La chronique RelationnElles d'Anlo Piquet

Ce soir je suis tranquille avec mon plateau-télé. Mon mari joue au foot, mes fils sont chez leur papy et le bébé s’est enfin endormi. Je jubile devant mon programme préféré dans lequel des cuisiniers s’affrontent en préparant des plats délicieux. C’est mon moment à moi, une fois par semaine, qui m’attire quelques sourires moqueurs, mais tant pis, ça me détend.
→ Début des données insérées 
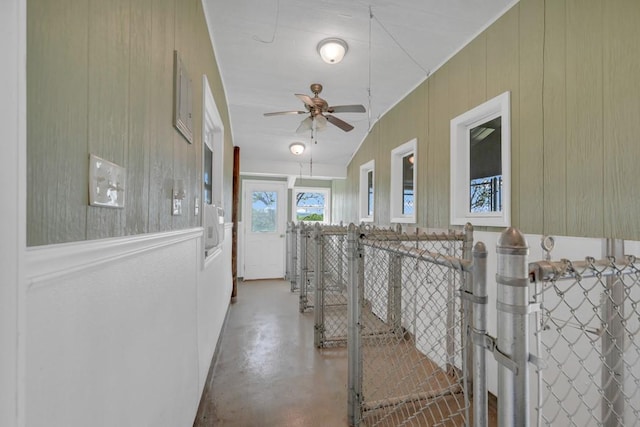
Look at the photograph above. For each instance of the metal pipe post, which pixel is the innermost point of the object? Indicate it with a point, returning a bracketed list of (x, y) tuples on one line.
[(303, 267), (354, 373), (318, 279), (512, 351), (294, 257), (613, 374), (479, 328), (467, 307), (394, 306)]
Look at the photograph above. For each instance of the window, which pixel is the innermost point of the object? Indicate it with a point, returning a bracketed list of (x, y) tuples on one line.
[(480, 164), (366, 195), (264, 208), (403, 182), (311, 205)]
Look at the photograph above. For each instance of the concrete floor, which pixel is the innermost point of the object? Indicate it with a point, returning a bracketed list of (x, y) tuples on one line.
[(269, 373)]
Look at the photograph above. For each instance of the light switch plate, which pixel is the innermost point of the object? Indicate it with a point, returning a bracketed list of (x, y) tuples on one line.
[(106, 183), (177, 207)]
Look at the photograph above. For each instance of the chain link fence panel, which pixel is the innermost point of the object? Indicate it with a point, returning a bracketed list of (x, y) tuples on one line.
[(408, 350), (586, 332)]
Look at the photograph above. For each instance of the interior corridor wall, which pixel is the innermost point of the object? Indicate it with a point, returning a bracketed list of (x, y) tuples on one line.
[(118, 313), (572, 72)]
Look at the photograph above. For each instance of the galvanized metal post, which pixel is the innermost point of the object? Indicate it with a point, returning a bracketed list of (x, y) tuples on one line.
[(319, 286), (479, 328), (613, 373), (294, 257), (467, 307), (303, 267), (354, 372), (394, 298), (341, 260), (512, 350)]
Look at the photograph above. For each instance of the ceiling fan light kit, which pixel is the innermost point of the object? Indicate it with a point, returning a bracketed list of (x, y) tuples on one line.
[(296, 148), (332, 50)]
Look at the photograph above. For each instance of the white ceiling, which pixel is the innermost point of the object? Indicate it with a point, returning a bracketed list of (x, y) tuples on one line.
[(266, 52)]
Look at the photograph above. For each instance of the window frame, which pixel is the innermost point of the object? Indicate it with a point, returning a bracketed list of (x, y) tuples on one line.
[(460, 163), (327, 204), (365, 169), (396, 197)]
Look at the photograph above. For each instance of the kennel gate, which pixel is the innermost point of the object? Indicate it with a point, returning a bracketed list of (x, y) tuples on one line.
[(409, 362)]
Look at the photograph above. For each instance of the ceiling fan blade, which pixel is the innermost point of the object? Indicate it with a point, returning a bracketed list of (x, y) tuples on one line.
[(321, 121), (305, 125), (306, 99), (340, 123), (347, 109), (280, 113)]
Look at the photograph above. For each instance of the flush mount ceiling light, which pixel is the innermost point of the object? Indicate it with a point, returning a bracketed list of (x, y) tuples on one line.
[(332, 50), (296, 148)]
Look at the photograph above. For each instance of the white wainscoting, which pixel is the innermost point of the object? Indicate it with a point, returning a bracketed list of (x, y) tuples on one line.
[(121, 331)]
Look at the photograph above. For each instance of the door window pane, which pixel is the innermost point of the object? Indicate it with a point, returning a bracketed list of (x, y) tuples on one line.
[(310, 206), (264, 211), (407, 184)]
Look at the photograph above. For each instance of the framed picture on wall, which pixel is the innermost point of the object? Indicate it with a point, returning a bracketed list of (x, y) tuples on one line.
[(183, 101)]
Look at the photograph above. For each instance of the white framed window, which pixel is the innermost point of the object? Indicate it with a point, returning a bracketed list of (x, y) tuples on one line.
[(481, 164), (404, 166), (367, 191), (311, 204)]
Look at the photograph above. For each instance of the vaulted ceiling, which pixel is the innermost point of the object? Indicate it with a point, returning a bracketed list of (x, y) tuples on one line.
[(267, 52)]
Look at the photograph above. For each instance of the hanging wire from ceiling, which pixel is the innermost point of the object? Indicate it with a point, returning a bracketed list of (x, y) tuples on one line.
[(371, 17), (369, 88), (275, 27), (313, 128)]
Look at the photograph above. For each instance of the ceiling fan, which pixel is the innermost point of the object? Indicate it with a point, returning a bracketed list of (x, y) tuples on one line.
[(320, 111)]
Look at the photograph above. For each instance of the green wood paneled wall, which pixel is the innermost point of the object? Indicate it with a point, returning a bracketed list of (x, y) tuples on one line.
[(572, 69), (100, 81)]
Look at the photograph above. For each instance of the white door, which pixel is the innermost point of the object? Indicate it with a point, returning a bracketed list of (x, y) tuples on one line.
[(265, 217)]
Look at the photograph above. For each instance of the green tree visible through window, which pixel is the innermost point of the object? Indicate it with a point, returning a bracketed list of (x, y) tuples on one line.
[(263, 211), (310, 206)]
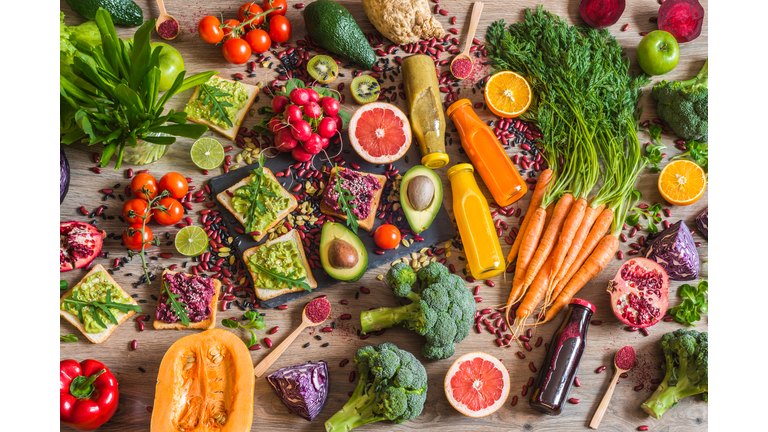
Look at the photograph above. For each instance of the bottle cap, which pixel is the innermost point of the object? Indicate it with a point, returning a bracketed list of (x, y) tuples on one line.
[(583, 303)]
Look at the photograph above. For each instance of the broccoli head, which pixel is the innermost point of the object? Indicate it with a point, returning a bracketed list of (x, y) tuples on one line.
[(442, 310), (684, 105), (686, 370), (392, 386)]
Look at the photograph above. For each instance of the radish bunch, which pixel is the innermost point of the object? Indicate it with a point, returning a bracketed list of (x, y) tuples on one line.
[(303, 122)]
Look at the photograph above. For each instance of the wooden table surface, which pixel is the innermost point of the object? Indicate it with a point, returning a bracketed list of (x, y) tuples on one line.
[(137, 388)]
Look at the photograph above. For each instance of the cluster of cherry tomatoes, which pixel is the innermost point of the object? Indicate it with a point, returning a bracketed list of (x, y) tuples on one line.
[(247, 34), (167, 210)]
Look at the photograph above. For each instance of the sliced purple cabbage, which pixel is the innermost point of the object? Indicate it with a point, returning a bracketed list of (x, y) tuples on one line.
[(702, 221), (675, 250), (302, 388)]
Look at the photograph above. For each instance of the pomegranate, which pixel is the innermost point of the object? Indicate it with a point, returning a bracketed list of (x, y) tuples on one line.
[(79, 244), (639, 292)]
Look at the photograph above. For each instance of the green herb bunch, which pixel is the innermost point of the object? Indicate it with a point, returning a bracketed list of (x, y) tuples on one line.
[(125, 106)]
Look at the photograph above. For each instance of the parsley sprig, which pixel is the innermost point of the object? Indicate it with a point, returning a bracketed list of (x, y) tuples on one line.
[(211, 96), (95, 306)]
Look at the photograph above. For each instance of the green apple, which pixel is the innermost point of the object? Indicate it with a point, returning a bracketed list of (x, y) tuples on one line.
[(171, 64), (658, 53)]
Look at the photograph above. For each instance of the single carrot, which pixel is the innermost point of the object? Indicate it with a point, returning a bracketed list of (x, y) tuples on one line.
[(590, 214), (596, 262), (601, 226), (538, 195), (565, 239), (547, 242)]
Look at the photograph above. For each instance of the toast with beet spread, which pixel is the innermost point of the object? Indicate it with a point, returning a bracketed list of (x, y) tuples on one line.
[(367, 223), (208, 323), (226, 200), (268, 293), (111, 327), (231, 133)]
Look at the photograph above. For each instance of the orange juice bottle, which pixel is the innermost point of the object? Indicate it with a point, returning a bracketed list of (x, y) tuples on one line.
[(481, 245), (487, 155)]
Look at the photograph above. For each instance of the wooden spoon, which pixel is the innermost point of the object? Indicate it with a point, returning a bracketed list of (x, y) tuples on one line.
[(262, 367), (477, 9), (598, 417), (163, 18)]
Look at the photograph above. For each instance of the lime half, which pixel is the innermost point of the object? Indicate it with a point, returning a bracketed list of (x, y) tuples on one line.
[(207, 153), (191, 241)]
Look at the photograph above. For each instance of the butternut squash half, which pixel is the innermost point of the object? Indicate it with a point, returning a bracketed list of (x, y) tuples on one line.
[(205, 384)]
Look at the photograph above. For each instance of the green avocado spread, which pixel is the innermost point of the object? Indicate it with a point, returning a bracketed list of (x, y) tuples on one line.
[(237, 97), (281, 257), (273, 205), (94, 288)]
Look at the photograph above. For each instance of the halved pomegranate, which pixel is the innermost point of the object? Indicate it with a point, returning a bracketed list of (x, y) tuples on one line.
[(639, 292), (79, 244)]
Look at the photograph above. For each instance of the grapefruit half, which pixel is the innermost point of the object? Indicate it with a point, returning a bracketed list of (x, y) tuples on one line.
[(380, 132), (477, 384)]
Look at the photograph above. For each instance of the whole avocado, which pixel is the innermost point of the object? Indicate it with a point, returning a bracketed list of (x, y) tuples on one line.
[(124, 12), (333, 27)]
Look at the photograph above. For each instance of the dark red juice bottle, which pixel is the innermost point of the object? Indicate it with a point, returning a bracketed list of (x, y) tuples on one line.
[(562, 361)]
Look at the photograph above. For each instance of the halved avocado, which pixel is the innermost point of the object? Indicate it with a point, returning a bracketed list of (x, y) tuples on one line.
[(421, 195), (342, 253)]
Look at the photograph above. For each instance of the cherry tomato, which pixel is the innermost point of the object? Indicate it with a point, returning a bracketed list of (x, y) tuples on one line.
[(236, 51), (173, 213), (140, 207), (174, 183), (209, 29), (133, 242), (144, 181), (248, 11), (279, 29), (282, 6), (229, 29), (387, 236), (258, 40)]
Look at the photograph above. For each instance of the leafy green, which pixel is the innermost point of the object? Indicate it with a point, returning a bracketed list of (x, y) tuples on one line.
[(695, 302), (124, 105), (95, 306)]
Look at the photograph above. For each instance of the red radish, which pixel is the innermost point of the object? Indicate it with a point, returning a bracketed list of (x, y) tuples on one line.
[(601, 13), (279, 103), (330, 105), (327, 127), (301, 130), (300, 155), (299, 96), (313, 145), (292, 114), (681, 18), (312, 110), (640, 292), (284, 141)]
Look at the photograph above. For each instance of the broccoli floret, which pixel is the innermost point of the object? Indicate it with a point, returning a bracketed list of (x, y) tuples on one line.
[(394, 390), (442, 310), (684, 105), (686, 369)]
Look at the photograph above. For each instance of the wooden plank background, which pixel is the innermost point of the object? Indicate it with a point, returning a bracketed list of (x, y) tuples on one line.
[(137, 388)]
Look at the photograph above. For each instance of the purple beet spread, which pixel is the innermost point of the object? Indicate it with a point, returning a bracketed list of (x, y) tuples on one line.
[(195, 292), (362, 186)]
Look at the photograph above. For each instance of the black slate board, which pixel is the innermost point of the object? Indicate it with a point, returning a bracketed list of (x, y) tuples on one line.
[(440, 231)]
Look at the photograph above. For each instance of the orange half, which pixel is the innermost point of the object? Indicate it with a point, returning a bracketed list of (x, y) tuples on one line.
[(507, 94), (682, 182)]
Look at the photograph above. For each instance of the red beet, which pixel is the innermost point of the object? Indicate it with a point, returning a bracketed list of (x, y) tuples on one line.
[(681, 18), (601, 13)]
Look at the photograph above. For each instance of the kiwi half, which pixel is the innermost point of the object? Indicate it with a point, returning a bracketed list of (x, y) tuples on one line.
[(323, 69), (365, 89)]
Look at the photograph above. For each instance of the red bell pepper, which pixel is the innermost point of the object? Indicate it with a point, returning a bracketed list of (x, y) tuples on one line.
[(88, 394)]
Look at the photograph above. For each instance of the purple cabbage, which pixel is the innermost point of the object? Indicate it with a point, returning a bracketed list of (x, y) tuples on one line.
[(702, 221), (675, 250), (302, 388)]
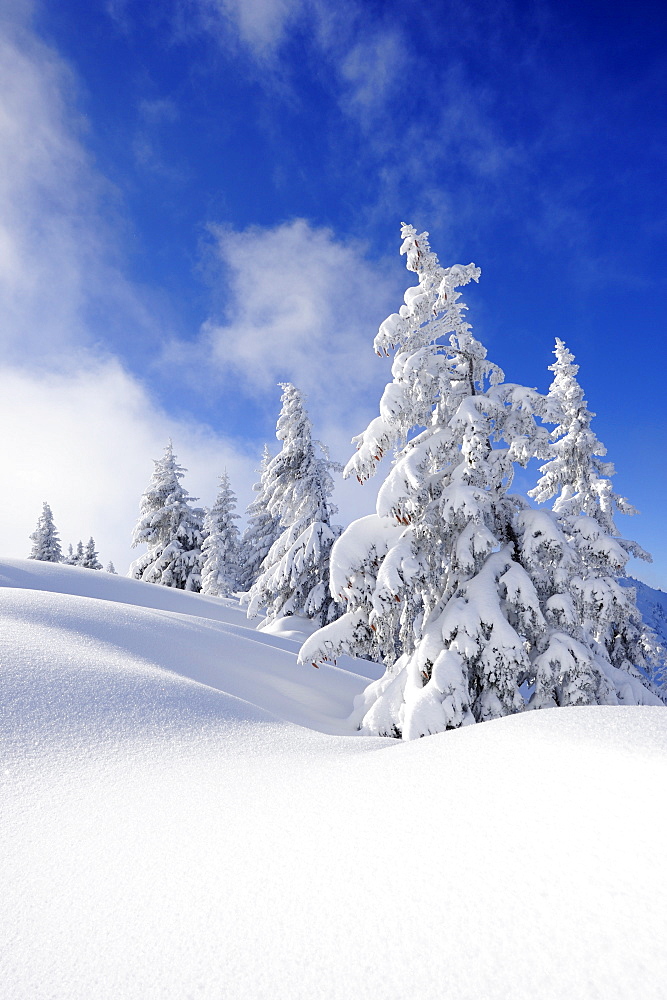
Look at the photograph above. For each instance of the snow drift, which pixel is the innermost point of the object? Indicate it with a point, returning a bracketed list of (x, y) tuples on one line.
[(187, 813)]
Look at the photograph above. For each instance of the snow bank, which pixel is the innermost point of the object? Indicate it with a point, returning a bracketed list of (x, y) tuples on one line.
[(169, 832)]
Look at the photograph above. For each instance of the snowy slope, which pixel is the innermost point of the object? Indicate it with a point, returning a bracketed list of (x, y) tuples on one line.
[(185, 813)]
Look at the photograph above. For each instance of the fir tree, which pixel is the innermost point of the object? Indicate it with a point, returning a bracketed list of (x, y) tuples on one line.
[(433, 579), (295, 571), (171, 528), (263, 528), (45, 538), (220, 551), (599, 613), (90, 560)]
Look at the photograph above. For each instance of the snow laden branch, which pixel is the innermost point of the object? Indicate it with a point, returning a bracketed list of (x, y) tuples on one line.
[(296, 487)]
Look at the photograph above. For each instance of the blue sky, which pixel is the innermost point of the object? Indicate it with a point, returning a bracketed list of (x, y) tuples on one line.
[(203, 197)]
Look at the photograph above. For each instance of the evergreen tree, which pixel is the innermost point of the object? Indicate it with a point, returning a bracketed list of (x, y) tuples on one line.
[(263, 528), (90, 560), (220, 551), (45, 538), (433, 580), (295, 571), (171, 528), (593, 607)]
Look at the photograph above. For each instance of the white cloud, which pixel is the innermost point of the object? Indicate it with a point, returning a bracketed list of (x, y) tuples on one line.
[(370, 71), (85, 443), (59, 254), (260, 24)]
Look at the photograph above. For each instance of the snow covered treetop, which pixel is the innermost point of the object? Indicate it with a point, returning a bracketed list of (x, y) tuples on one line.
[(435, 294)]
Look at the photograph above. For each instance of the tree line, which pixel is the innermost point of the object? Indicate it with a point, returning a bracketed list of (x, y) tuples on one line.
[(478, 602)]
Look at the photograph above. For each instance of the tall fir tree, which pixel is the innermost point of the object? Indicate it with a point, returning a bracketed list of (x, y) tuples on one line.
[(295, 572), (594, 607), (220, 550), (434, 580), (460, 586), (171, 528), (262, 529), (45, 538), (90, 556)]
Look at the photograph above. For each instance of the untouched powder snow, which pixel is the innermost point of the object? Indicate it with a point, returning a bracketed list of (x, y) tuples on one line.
[(187, 814)]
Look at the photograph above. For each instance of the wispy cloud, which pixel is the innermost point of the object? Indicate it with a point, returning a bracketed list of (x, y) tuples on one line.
[(301, 305), (85, 442), (59, 242), (79, 430)]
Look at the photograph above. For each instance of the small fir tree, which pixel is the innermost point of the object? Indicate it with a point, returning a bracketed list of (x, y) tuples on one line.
[(90, 556), (295, 571), (45, 539), (263, 528), (220, 551), (171, 528)]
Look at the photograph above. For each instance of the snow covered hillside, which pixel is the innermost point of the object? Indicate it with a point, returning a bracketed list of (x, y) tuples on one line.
[(187, 813)]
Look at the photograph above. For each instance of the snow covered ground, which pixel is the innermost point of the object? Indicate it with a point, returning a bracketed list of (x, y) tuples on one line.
[(186, 814)]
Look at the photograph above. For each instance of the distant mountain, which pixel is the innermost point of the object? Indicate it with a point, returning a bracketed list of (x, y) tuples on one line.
[(653, 606)]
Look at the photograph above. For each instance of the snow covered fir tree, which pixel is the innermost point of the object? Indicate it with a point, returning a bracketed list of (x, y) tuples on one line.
[(45, 538), (297, 486), (220, 549), (593, 607), (90, 556), (262, 528), (171, 528), (455, 584)]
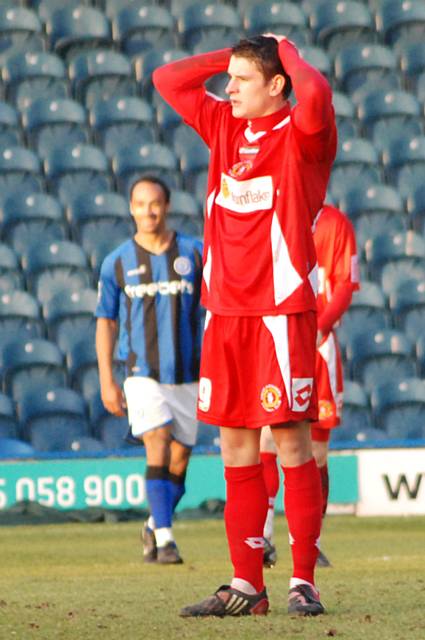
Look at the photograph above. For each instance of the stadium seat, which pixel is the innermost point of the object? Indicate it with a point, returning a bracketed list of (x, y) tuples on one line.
[(412, 63), (408, 247), (20, 31), (399, 408), (111, 430), (215, 19), (83, 369), (318, 57), (121, 121), (75, 169), (20, 314), (54, 123), (367, 312), (36, 361), (52, 417), (10, 273), (387, 115), (415, 204), (146, 62), (380, 357), (193, 160), (401, 22), (359, 66), (73, 30), (139, 27), (345, 116), (407, 302), (34, 75), (336, 24), (154, 158), (13, 448), (100, 75), (20, 172), (26, 217), (285, 18), (69, 317), (356, 165), (53, 266), (10, 135), (9, 427), (404, 162), (373, 209)]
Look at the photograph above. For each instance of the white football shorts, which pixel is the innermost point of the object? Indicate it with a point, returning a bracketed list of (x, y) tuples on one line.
[(151, 404)]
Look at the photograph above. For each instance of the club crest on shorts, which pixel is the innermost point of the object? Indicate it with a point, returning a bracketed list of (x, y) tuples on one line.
[(182, 266), (326, 409), (271, 397)]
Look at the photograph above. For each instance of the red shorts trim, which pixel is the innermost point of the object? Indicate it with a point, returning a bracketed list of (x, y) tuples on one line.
[(258, 370), (329, 381)]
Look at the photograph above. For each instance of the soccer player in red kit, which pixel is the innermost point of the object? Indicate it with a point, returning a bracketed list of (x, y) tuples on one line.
[(336, 250), (269, 168)]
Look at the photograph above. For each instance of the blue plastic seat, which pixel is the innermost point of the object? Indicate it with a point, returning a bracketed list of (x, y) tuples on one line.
[(51, 123), (134, 160), (407, 247), (10, 135), (69, 316), (35, 361), (10, 272), (399, 408), (9, 427), (54, 266), (360, 66), (139, 27), (388, 114), (356, 165), (73, 30), (408, 305), (28, 216), (34, 75), (380, 357), (401, 22), (14, 448), (20, 314), (120, 121), (367, 312), (337, 24), (215, 19), (100, 74), (285, 18), (75, 169), (20, 30), (20, 172), (373, 209)]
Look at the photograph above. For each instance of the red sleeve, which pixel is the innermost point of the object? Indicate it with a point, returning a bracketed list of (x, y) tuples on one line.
[(181, 84), (344, 276)]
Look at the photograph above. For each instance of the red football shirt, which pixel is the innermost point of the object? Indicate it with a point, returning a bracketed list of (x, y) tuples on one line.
[(267, 180), (336, 250)]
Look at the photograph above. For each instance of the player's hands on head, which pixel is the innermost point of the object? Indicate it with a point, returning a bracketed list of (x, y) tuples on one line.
[(113, 399)]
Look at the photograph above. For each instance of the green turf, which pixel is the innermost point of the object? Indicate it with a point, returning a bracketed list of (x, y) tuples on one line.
[(87, 581)]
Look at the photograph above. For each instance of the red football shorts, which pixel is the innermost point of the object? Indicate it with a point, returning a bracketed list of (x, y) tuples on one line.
[(329, 382), (258, 370)]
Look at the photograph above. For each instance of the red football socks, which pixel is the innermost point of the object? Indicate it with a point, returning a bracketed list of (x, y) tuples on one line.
[(244, 516), (303, 508)]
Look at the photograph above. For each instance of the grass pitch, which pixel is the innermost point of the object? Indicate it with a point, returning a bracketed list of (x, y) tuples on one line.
[(88, 582)]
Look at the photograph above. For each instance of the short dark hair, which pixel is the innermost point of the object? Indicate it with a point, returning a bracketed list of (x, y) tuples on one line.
[(263, 51), (153, 180)]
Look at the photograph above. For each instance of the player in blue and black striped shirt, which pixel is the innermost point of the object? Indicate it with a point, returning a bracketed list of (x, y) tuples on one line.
[(149, 293)]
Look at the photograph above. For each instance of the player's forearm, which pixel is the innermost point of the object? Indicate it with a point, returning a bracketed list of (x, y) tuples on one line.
[(177, 81), (335, 309), (312, 90), (106, 335)]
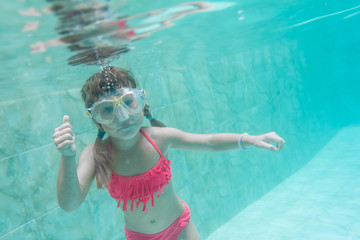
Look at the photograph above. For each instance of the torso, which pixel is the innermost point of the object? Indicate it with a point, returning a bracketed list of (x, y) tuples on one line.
[(168, 207)]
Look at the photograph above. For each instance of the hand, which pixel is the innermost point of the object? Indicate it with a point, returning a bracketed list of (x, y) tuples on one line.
[(64, 138), (270, 141)]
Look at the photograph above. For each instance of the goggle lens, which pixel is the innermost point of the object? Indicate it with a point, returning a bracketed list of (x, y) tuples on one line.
[(130, 100)]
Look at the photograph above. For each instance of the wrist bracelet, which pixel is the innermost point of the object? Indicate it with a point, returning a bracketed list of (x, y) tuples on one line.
[(240, 141), (149, 117)]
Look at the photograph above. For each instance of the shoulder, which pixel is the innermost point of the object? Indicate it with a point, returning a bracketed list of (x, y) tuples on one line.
[(88, 150)]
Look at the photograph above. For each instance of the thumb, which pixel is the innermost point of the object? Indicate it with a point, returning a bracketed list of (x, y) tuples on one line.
[(66, 119), (268, 146)]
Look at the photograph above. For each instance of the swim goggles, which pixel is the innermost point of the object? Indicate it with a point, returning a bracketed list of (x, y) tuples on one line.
[(122, 103)]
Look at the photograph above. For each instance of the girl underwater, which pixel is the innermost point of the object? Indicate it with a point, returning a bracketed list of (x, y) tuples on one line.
[(132, 161)]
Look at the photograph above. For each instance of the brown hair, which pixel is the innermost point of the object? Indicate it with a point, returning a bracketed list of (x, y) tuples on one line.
[(109, 79)]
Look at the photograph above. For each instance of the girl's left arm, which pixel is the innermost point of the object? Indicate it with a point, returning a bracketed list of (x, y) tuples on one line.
[(220, 141)]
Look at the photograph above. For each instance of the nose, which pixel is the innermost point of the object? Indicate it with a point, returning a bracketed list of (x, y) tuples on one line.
[(122, 113)]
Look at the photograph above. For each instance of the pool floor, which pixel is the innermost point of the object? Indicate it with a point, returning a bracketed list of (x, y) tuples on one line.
[(320, 201)]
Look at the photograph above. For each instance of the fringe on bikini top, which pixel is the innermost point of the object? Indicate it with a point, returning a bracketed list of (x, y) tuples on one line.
[(141, 187)]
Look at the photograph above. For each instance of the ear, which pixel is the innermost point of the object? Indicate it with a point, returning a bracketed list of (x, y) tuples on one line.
[(99, 126)]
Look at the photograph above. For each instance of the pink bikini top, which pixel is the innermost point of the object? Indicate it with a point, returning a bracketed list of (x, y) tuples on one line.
[(141, 187)]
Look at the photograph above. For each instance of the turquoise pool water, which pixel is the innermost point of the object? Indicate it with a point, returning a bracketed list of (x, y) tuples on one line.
[(256, 66)]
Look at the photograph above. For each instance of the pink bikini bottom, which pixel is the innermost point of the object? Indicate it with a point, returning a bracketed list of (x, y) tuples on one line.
[(171, 233)]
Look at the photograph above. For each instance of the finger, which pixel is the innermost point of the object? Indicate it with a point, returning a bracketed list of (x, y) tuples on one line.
[(281, 144), (268, 146), (65, 144), (63, 138), (66, 119), (65, 125)]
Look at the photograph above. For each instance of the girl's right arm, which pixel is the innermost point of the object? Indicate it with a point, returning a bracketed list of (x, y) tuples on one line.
[(73, 183)]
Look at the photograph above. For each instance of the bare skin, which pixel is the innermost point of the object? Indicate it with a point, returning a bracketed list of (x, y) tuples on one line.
[(133, 154)]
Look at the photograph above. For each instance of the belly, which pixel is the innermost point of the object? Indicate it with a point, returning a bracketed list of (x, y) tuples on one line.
[(167, 208)]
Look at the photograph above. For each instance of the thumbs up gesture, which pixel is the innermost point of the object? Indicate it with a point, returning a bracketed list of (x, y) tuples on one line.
[(64, 138)]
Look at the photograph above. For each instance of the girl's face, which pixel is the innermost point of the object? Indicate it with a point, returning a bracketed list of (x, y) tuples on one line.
[(125, 129)]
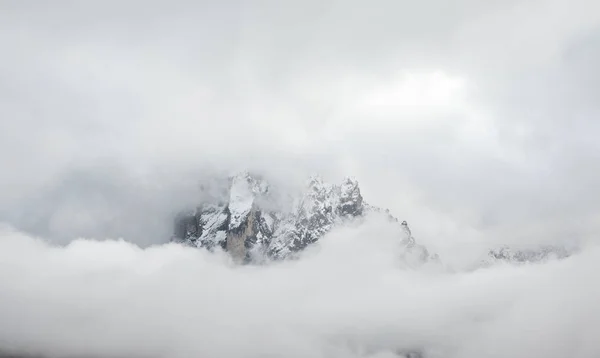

Ce soir, l’un des candidats, en larmes, se livre aux caméras à propos de ses enfants: «Ils sont tout pour moi, ils sont ma priorité. Hélas à cause de mon métier de cuisinier je ne les vois jamais.» Et me voilà reniflant dans un mouchoir de toute mon empathie émotive.

Quand l’émission se termine, je reste immobile, télécommande à la main face à l’écran noir. Je repense à ce candidat qui m’a émue aux larmes. Comme beaucoup j’imagine, je m’identifie à ce qu’il dit. Combien de fois ai-je vécu le déchirement de m’éloigner du foyer pour répondre à des obligations, que ce soit le travail, les activités, l’église…? Et pourtant ma famille est ma priorité. Une question s’impose alors: que veut dire «priorité»? La chose la plus importante à laquelle j’accorde le temps qu’il me reste? Ou bien: la chose la plus importante à laquelle j’accorde le meilleur de mon temps?«Mes enfants sont ma priorité, mais hélas je ne les vois jamais», me semble désormais aussi bizarre que «J’ai besoin d’air pour respirer, mais hélas je suis en apnée».

Soudain, cette pensée vient éclairer certains choix auxquels je suis confrontée. Je ne peux m’empêcher de sourire en pensant que tout cela est né d’un moment de détente. C’est dans la détente qu’on est disponible pour la remise en question, pas quand on a la tête dans le guidon!